Have a look at this smartctl output:
SMART Attributes Data Structure revision number: 10
Vendor Specific SMART Attributes with Thresholds:
ID# ATTRIBUTE_NAME FLAG VALUE WORST THRESH TYPE UPDATED WHEN_FAILED RAW_VALUE
1 Raw_Read_Error_Rate 0x0033 095 095 050 Pre-fail Always - 0/2447236
5 Retired_Block_Count 0x0033 100 100 003 Pre-fail Always - 0
9 Power_On_Hours_and_Msec 0x0032 100 100 000 Old_age Always - 711h+10m+35.860s
12 Power_Cycle_Count 0x0032 098 098 000 Old_age Always - 2976
13 Soft_Read_Error_Rate 0x0032 095 095 000 Old_age Always - 0/2447236
100 Gigabytes_Erased 0x0032 000 000 000 Old_age Always - 23256
170 Reserve_Block_Count 0x00ef 000 000 000 Pre-fail Always - 3424
171 Program_Fail_Count 0x000a 100 100 000 Old_age Always - 0
172 Erase_Fail_Count 0x0032 100 100 000 Old_age Always - 0
174 Unexpect_Power_Loss_Ct 0x0030 000 000 000 Old_age Offline - 86
177 Wear_Range_Delta 0x0000 000 000 000 Old_age Offline - 94
181 Program_Fail_Count 0x000a 100 100 000 Old_age Always - 0
182 Erase_Fail_Count 0x0032 100 100 000 Old_age Always - 0
184 IO_Error_Detect_Code_Ct 0x00ef 100 100 090 Pre-fail Always - 0
187 Reported_Uncorrect 0x0012 100 100 000 Old_age Always - 0
189 Airflow_Temperature_Cel 0x0000 028 041 000 Old_age Offline - 28 (Min/Max 9/41)
194 Temperature_Celsius 0x0022 028 041 000 Old_age Always - 28 (Min/Max 9/41)

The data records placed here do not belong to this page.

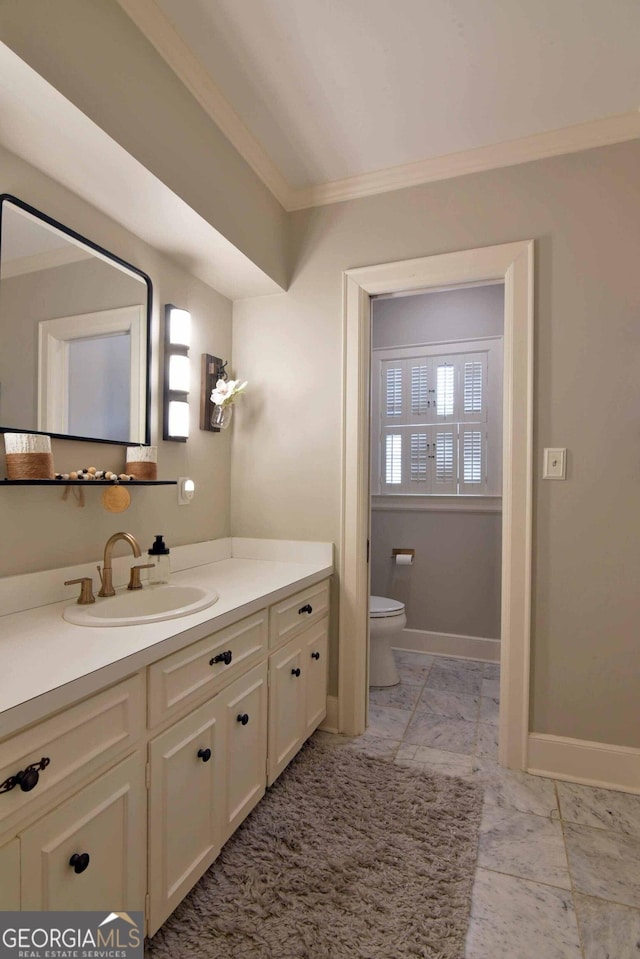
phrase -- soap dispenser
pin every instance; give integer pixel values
(159, 555)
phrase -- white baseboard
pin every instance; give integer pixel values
(330, 721)
(449, 644)
(580, 761)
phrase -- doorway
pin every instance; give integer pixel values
(512, 264)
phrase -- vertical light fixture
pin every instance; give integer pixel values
(177, 340)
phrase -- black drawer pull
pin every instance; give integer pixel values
(79, 861)
(225, 658)
(27, 778)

195 ECC_Uncorr_Error_Count 0x001c 120 120 000 Old_age Offline - 0/2447236
196 Reallocated_Event_Count 0x0033 100 100 003 Pre-fail Always - 0
198 Uncorrectable_Sector_Ct 0x0010 120 120 000 Old_age Offline - 0/2447236
199 SATA_CRC_Error_Count 0x0024 200 200 000 Old_age Offline - 0
201 Unc_Soft_Read_Err_Rate 0x001c 120 120 000 Old_age Offline - 0/2447236
204 Soft_ECC_Correct_Rate 0x001c 120 120 000 Old_age Offline - 0/2447236
230 Life_Curve_Status 0x0013 100 100 000 Pre-fail Always - 100
231 SSD_Life_Left 0x0013 093 093 010 Pre-fail Always - 1
232 Available_Reservd_Space 0x0032 000 000 000 Old_age Always - 13
233 SandForce_Internal 0x0032 000 000 000 Old_age Always - 21231
234 SandForce_Internal 0x0032 000 000 000 Old_age Always - 4848
241 Lifetime_Writes_GiB 0x0032 000 000 000 Old_age Always - 4848
242 Lifetime_Reads_GiB 0x0032 000 000 000 Old_age Always - 4914
SMART Error Log not supported
SMART Self-test log structure revision number 1
Num Test_Description Status Remaining LifeTime(hours) LBA_of_first_error
# 1 Extended offline Completed without error 00% 707 -
# 2 Short offline Completed without error 00% 699 -
# 3 Short offline Completed without error 00% 696 -
# 4 Extended offline Completed without error 00% 696 -
# 5 Short offline Completed without error 00% 694 -
# 6 Extended offline Completed without error 00% 694 -
# 7 Extended offline Completed without error 00% 693 -
# 8 Short offline Completed without error 00% 692 -
# 9 Extended offline Completed without error 00% 692 -
#10 Short offline Completed without error 00% 689 -
#11 Extended offline Completed without error 00% 687 -
#12 Short offline Completed without error 00% 686 -
#13 Extended offline Completed without error 00% 686 -
#14 Short offline Completed without error 00% 683 -
#15 Short offline Completed without error 00% 680 -
#16 Short offline Completed without error 00% 680 -
SMART Selective self-test log data structure revision number 1
SPAN MIN_LBA MAX_LBA CURRENT_TEST_STATUS
1 0 0 Not_testing
2 0 0 Not_testing
3 0 0 Not_testing
4 0 0 Not_testing
5 0 0 Not_testing
In the upper block you can find all reported values as mentioned above, in the lower block you can see direct test results,
indicating that a SMART
test has been run some time before, it’s results are listed here.
This specific HDD does not show any problems or values to be concerned, since it is relatively new, (line 6:) 700h runtime is merely 29 days which is technically “new” for HDDs.
Interestingly enough we can see (line 7:) that Power_Cycle_Count is relatively high for 700 hours which means that this HDD has been turned on and off about 4 times average per hour.
This might indicate that this HDD might rather have been used in a desktop PC instead of a server.
I hope this gave some insight on how to read and interpret SMART values for your HDDs, let me know if you have any addition to this and thanks for being here.